Sunday, September 03, 2006

Late Sunday thoughts - maybe Monday

I've spent tonight watching the Shakespeare Retold DVD, and was knocked over, particularly, by Much Ado About Nothing. Damien Lewis is one of my favourite actors due to Band of Brothers anyway, but he's just brilliant in Much Ado... especially. And there's a scene between his character (Benedict) and Beatrice (played by Sarah Parish) the night before he has to give the best-man's speech at his friend's wedding, and he's decided to read a Sonnet instead of a typical best-man's speech. And he chose Sonnet 116. And he wants Beatrice to help him understand the Sonnet better so they read it together and she explains it to him and yada yada yada. But the Sonnet just stood out, massively. It smacked me in the face. You've (who?) already read it no doubt, but it just smacked me and I wanted to pop it on here. So I will do:

Sonnet 116
Let me not to the marriage of true minds
Admit impediments. Love is not love
Which alters when it alteration finds,
Or bends with the remover to remove:
O no! it is an ever-fixed mark
That looks on tempests and is never shaken;
It is the star to every wandering bark,
Whose worth's unknown, although his height be taken.
Love's not Time's fool, though rosy lips and cheeks
Within his bending sickle's compass come:
Love alters not with his brief hours and weeks,
But bears it out even to the edge of doom.
If this be error and upon me proved,
I never writ, nor no man ever loved.

Paraphrase of SONNET 116
I don't believe in any barriers to the union between true lovers.
Love isn't really love if it changes when we notice our beloved has changed.
Love doesn't vary when someone tries to lure us away from our beloved.
No way! Love is like a rock, and storms can't undermine it.
Love is a constant guide to us as we sail through life,
But we can't really see its true value even if we can quantify love somehow.
Love doesn't vary with time, even if the glow of youthfulness passes from our beloved's face.
Love doesn't vary because of time; it stays constant even until death.
If I'm wrong about this, then I never wrote anything and nobody has been in love.

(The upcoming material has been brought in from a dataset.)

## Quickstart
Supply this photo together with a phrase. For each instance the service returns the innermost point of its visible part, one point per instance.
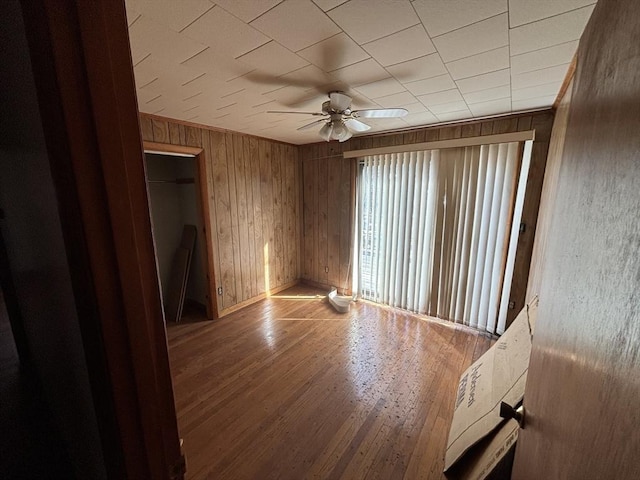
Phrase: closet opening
(179, 235)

I also remembered this poem. It's the one from Four Weddings and a Funeral. And it's just stunning. So so stunning. So here this is too:

Stop All The Clocks

Stop all the clocks, cut off the telephone,

Prevent the dog from barking with a juicy bone,

Silence the pianos and with muffled drum

Bring out the coffin, let the mourners come.

Let aeroplanes circle moaning overhead

Scribbling on the sky the message He is Dead,

Put crepe bows round the white necks of the public doves,

Let the traffic policemen wear black cotton gloves.

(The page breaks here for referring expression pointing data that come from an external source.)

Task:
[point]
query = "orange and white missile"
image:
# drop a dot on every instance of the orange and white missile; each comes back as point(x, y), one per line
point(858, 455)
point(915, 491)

He was my North, my South, my East and West,

My working week and my Sunday rest,

My noon, my midnight, my talk, my song;

I thought that love would last forever, I was wrong.

The stars are not wanted now: put out every one;

Pack up the moon and dismantle the sun;

Pour away the ocean and sweep up the wood.

For nothing now can ever come to any good.


I know it was written by a man for a man, don't read any form of homesexual desires into it, but it is so heartbreaking and beautiful. It's the kind of thing I have this stupid image of my wife reading out at my funeral in however-many years time.


And then I also found this. I love this. It says so much so well...


An extract from Captain Corelli's Mandolin

"Love is a temporary madness, it erupts like volcanoes and then subsides. And when it subsides you have to make a decision. You have to work out whether your roots have so entwined together that is inconceivable that you should ever part. Because this is what love is. Love is not breathlessness, it is not excitement, it is not the promulgation of promises of eternal passion, it is not the desire to mate every second minute of the day. That is just being "in love", which any fool can do. Love itself is what is left over when being in love has burned away, and this is both an art and a fortunate accident. Those who truly love have roots that grow towards each other underground, and when all the pretty blossoms have fallen from the branches they find that they are one tree and not two."

I wish that I could write one thing even a 10th of the beauty of those. Sometimes it can be so frustrating. But then my inability makes me grateful that other people were able to. Because it helps me. And I hope it helps you.

Praise the LORD that he gifted other people to do those things 'eh?!